A new commandment I give to you, that you love one another: just as I have loved you, you also are to love one another. By this all people will know that you are my disciples, if you have love for one another.”
John 13:24-25
The kind of love which Christ conveyed to people was so foreign, incomprehensible, and unheard of, that when the Apostle Paul wrote some twenty years later to the licentious Corinthians about their confusion of love with sexuality and grace with unconditional forgiveness he was directed by the Holy Spirit to spell out in some detail exactly what this kind of love was.
¶ Love is patient and kind; love does not envy or boast; it is not arrogant
or rude. It does not insist on its own way; it is not irritable or resentful;
it does not rejoice at wrongdoing, but rejoices with the truth.
Love bears all things, believes all things, hopes all things, endures all things.
First Corinthians 13:4-7
And when he expounded to the Romans what the Gospel was and then its implications, he spelled out that once a believer had surrendered their life Christ (Rom. 12:1) there were to-
¶ Let love be genuine. Abhor what is evil; hold fast to what is good.
Love one another with brotherly affection. Outdo one another in showing honor.
Romans 12:9-10
He then went on to tell the Romans, and thereby tell you and me, that this looks like-
Contribute to the needs of the saints and seek to show hospitality.
¶ Bless those who persecute you; bless and do not curse them.
Rejoice with those who rejoice, weep with those who weep.
Live in harmony with one another. Do not be haughty, but associate with the lowly. Never be wise in your own sight.
Repay no one evil for evil, but give thought to do what is honorable in the sight of all.
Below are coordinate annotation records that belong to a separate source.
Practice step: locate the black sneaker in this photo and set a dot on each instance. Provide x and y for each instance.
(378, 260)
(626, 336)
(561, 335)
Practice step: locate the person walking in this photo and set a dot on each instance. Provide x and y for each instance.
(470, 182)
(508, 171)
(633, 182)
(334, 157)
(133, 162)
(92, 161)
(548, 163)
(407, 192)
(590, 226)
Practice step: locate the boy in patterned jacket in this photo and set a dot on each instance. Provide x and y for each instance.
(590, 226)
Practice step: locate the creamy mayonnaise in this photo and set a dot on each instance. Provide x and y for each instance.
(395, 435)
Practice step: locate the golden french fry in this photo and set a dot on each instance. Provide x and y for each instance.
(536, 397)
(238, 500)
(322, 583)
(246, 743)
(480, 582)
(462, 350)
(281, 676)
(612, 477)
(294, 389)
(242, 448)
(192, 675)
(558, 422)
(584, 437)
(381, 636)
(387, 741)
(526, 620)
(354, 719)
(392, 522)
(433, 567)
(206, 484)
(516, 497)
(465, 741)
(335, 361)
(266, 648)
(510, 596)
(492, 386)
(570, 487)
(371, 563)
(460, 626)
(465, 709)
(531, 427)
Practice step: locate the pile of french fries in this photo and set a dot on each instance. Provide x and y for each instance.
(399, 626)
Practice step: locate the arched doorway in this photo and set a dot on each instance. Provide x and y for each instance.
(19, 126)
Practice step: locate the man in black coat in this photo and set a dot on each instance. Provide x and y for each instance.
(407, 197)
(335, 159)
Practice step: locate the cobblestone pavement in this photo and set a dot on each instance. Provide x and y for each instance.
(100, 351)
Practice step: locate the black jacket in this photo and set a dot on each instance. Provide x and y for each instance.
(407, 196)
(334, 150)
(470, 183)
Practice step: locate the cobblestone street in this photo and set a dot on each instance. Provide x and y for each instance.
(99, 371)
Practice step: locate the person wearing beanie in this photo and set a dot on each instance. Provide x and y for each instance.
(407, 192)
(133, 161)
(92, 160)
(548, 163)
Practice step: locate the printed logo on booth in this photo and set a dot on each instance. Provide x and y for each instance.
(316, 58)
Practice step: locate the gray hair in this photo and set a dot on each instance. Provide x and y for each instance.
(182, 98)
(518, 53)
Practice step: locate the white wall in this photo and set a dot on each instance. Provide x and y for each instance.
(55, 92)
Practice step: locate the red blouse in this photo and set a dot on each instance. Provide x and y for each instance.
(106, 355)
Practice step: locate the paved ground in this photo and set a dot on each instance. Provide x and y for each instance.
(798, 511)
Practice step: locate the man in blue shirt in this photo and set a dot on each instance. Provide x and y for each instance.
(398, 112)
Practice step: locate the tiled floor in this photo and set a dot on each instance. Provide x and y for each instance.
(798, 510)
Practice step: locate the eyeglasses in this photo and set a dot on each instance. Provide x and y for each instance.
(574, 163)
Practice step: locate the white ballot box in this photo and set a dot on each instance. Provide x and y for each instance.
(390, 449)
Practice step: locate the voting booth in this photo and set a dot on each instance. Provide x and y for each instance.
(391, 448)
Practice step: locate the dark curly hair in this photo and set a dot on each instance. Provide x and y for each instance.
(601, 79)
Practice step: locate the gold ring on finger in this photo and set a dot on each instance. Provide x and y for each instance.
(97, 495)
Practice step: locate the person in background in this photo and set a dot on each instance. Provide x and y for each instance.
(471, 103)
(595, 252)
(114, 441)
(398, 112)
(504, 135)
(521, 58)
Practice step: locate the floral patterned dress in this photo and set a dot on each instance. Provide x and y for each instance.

If possible, so far as it depends on you, live peaceably with all.
Beloved, never avenge yourselves, but leave it to the wrath of God, for it is written, “Vengeance is mine, I will repay, says the Lord.”
To the contrary, “if your enemy is hungry, feed him; if he is thirsty, give him something to drink; for by so doing you will heap burning coals on his head.”
Do not be overcome by evil, but overcome evil with good.
Romans 12:13-21
If you want to be a better lover, take note of Dr. Chapman’s advice on speaking the right language, but particularly take note of how Christ loved, then consider Paul’s detailed description of loving imperatives, and by heeding each of these, you will be a better lover.